Investigative journalist Denton (Pink Lady: The Many Lives of Helen Gahagan Douglas, 2009, etc.) follows critical moments in the career of four-term president Franklin Delano Roosevelt, who, demonized by far left and far right, escaped an assassin’s bullet and a bizarre coup plot.
In this tale of a popular president, resentful Wall Street bankers and wacko wing-nuts, the author has found a story whose parallels to today are eerie—perhaps more starkly than they merit because of the prominence she awards them. She focuses on two episodes: the gunshots fired by Giuseppe Zangara at FDR in 1933 following a speech in Miami and the crack-brained coup attempt supposedly spearheaded by bond trader Gerald MacGuire, who was fronting for some conservative powerhouse businessmen who were unhappy with FDR’s early financial moves. MacGuire had approached war hero Marine General Smedley Darlington Butler about his plot; aghast, Butler listened and then blew the whistle.
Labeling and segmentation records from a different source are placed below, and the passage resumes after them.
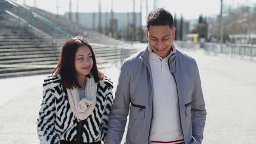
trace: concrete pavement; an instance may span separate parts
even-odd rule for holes
[[[185,52],[195,58],[201,75],[207,110],[203,143],[255,143],[256,62]],[[104,70],[114,92],[119,66]],[[45,76],[0,79],[0,144],[39,143],[35,120]]]

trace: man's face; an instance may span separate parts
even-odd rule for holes
[[[175,28],[169,26],[156,26],[146,28],[147,39],[151,49],[159,56],[165,58],[170,53],[175,38]]]

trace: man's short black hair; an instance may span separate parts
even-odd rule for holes
[[[173,27],[173,17],[167,10],[158,8],[150,11],[147,19],[147,28],[149,29],[150,26],[169,26],[170,28]]]

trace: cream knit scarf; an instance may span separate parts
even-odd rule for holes
[[[70,107],[78,121],[84,120],[92,113],[96,103],[97,85],[92,76],[88,77],[84,90],[85,98],[80,99],[78,88],[67,89]]]

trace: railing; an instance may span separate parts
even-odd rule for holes
[[[16,2],[11,0],[5,0],[6,3],[6,8],[8,9],[9,14],[11,13],[13,16],[18,19],[18,25],[20,25],[21,19],[30,23],[30,29],[31,31],[34,30],[34,28],[43,31],[52,37],[56,36],[57,33],[67,37],[69,38],[72,37],[72,35],[69,33],[62,31],[61,28],[55,26],[53,22],[40,16],[35,13],[32,12],[27,7],[20,5]],[[53,31],[53,29],[54,30]]]
[[[199,47],[199,44],[195,43],[192,41],[174,40],[173,43],[176,47],[179,49],[195,50]]]
[[[252,60],[256,57],[256,45],[243,44],[223,44],[222,48],[220,44],[205,43],[204,46],[205,51],[207,53],[226,53],[234,56],[249,56]]]
[[[30,28],[32,28],[32,29],[34,29],[36,31],[36,33],[35,33],[36,34],[39,33],[39,34],[42,34],[42,35],[43,35],[44,36],[45,36],[45,37],[48,37],[50,39],[53,39],[53,37],[50,36],[50,35],[48,34],[47,33],[45,33],[45,32],[42,31],[41,30],[37,28],[36,27],[33,27],[33,26],[30,25],[29,23],[28,23],[27,21],[24,20],[23,19],[20,18],[20,17],[17,16],[16,15],[15,15],[14,14],[11,13],[11,12],[7,10],[5,10],[5,13],[7,13],[8,14],[9,14],[9,15],[16,18],[16,19],[19,19],[19,23],[18,25],[19,26],[20,26],[20,25],[21,25],[20,22],[22,22],[25,25],[25,26],[28,27]]]

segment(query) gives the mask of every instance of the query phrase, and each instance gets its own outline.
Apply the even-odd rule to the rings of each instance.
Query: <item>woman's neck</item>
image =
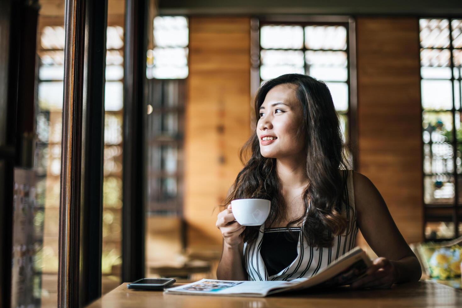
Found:
[[[306,156],[298,158],[276,159],[276,171],[285,190],[297,189],[308,184],[304,163]]]

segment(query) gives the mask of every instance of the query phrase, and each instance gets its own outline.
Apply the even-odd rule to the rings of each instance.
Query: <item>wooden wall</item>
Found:
[[[423,240],[420,56],[416,18],[357,19],[358,171],[408,242]],[[362,236],[359,243],[365,246]]]
[[[189,18],[185,129],[187,248],[219,250],[217,208],[242,168],[250,136],[250,19]]]

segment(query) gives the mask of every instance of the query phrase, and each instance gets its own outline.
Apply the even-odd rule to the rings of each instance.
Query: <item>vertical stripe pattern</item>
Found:
[[[261,248],[265,232],[265,224],[260,226],[258,237],[250,245],[244,244],[243,252],[245,270],[249,280],[291,280],[297,278],[309,278],[322,271],[331,262],[335,261],[354,247],[358,228],[356,225],[356,210],[354,206],[353,187],[353,171],[344,170],[343,174],[347,177],[344,187],[346,203],[342,205],[342,213],[345,215],[348,224],[344,233],[336,236],[331,247],[320,248],[309,246],[303,236],[304,220],[301,227],[297,256],[287,267],[280,272],[268,276],[265,263],[261,257]],[[311,202],[308,211],[311,207]]]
Subsequently—and perhaps consequently?—FDR cracked down even harder on Wall Street and the banks. Denton’s research, though wide and deep, suffers some because she could find out nothing of consequence about assassination threats from the close-mouthed Secret Service—though she does credit the FBI for cooperation. Additionally, she spends so many pages summarizing the political rise, personal life and early presidency of FDR that the title of the book sometimes seems misrepresentative.
Demonstrates how political popularity has a bitter, resentful relative who acts as if elections are valid only when his side wins—and who sometimes packs heat.